The move caused outrage among the German public, media and political circles. All reparations to France and Belgium were stopped. A policy of passive resistance against all orders issued by the occupying authorities was announced. The mines were told not to make any more deliveries to France or Belgium, and civil servants and railroad personnel were told to disobey orders by the occupation authorities. The Ruhr economy, the industrial heartland of Germany, came almost to a complete stop.

The German government paid for the upkeep of the families of those expelled or arrested by the occupation forces and to support the rising number of people who became unemployed as a result of the industrial disruptions caused by the policy of passive resistance. Economic activity and tax revenues were adversely affected by the negative economic fallout of the Ruhr occupation and strikes. The costs were not paid for by raising taxes or through long-term borrowing in the credit markets, but by printing money. As a result, inflation spiked and the mark went into free fall on the currency markets. Concerns rose that the supply of imported food would dry up due to a lack of foreign currency. It was quickly draining away due to the Reichsbank's ultimately futile attempts to stabilise the mark.

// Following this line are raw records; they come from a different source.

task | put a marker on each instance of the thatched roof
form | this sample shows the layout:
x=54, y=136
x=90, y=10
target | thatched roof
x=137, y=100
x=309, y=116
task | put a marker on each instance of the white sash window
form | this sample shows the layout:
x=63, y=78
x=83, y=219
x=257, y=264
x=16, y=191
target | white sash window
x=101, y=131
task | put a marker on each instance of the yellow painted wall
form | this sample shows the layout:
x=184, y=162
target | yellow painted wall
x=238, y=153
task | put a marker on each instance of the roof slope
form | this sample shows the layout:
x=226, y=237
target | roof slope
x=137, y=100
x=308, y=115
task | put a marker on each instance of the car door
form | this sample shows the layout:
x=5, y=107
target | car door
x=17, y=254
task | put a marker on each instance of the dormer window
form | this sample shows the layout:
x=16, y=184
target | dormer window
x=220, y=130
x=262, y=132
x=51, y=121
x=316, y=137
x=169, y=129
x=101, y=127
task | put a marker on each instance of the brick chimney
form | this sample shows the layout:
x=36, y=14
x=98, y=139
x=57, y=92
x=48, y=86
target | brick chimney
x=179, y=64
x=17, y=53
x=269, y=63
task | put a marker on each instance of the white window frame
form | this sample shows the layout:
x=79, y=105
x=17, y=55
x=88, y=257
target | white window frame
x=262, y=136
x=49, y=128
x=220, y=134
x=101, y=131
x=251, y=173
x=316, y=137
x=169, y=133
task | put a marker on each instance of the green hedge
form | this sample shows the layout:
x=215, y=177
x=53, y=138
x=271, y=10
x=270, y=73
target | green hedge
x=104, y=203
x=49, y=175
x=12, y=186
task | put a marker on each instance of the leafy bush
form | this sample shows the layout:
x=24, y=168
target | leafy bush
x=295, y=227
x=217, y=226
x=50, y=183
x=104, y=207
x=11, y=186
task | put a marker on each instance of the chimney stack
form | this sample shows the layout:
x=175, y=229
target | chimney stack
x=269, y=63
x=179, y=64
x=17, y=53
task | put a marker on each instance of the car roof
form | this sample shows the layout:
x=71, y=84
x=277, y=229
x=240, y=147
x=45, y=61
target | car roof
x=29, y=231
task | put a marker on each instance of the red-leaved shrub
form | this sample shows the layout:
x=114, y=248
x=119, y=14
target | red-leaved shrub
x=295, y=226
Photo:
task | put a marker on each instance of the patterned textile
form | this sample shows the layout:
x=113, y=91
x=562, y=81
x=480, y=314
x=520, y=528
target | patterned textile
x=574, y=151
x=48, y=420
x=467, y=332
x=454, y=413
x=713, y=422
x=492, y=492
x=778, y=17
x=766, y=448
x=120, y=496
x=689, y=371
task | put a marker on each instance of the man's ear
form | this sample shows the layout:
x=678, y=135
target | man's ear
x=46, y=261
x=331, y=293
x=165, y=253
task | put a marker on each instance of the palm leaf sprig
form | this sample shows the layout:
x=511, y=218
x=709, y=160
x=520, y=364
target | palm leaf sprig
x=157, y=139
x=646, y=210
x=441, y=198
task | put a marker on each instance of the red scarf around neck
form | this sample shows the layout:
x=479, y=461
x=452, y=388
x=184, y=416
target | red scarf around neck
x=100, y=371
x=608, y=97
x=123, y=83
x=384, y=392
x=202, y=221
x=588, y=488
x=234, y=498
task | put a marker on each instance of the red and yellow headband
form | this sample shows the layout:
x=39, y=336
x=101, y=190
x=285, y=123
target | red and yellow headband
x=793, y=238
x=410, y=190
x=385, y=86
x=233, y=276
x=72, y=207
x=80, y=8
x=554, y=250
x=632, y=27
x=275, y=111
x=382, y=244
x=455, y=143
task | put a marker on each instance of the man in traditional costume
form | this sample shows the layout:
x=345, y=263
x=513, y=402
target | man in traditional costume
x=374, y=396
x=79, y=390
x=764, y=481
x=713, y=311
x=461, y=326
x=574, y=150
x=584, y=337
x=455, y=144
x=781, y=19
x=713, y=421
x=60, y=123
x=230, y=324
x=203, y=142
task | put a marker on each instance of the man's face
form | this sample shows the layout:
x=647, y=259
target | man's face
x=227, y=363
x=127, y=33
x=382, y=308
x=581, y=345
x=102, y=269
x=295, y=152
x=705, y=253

Attempts by the government to end the occupation and to resume talks about reparations in May and June 1923 failed as Poincaré refused to negotiate unless passive resistance was ended first. The hard stance taken by the French brought the German side some international sympathy, and the French soon became isolated on the issue. On 11 August, the British government sent a harshly critical memorandum to the French, which explicitly endorsed the German position that the Ruhr occupation was illegal. By that time, popular discontent inside Germany against the government and in particular against the spiralling rate of inflation was rising fast. A wave of strikes against the government began in August 1923.

== Resignation ==
Also on 11 August, the Social Democrats brought a motion of no confidence against the government and announced their willingness to cooperate in a possible future grand coalition. Before the motion could be brought to a vote in the Reichstag, Cuno and his cabinet resigned. A day later, Gustav Stresemann of the German People's Party became chancellor and formed his first cabinet.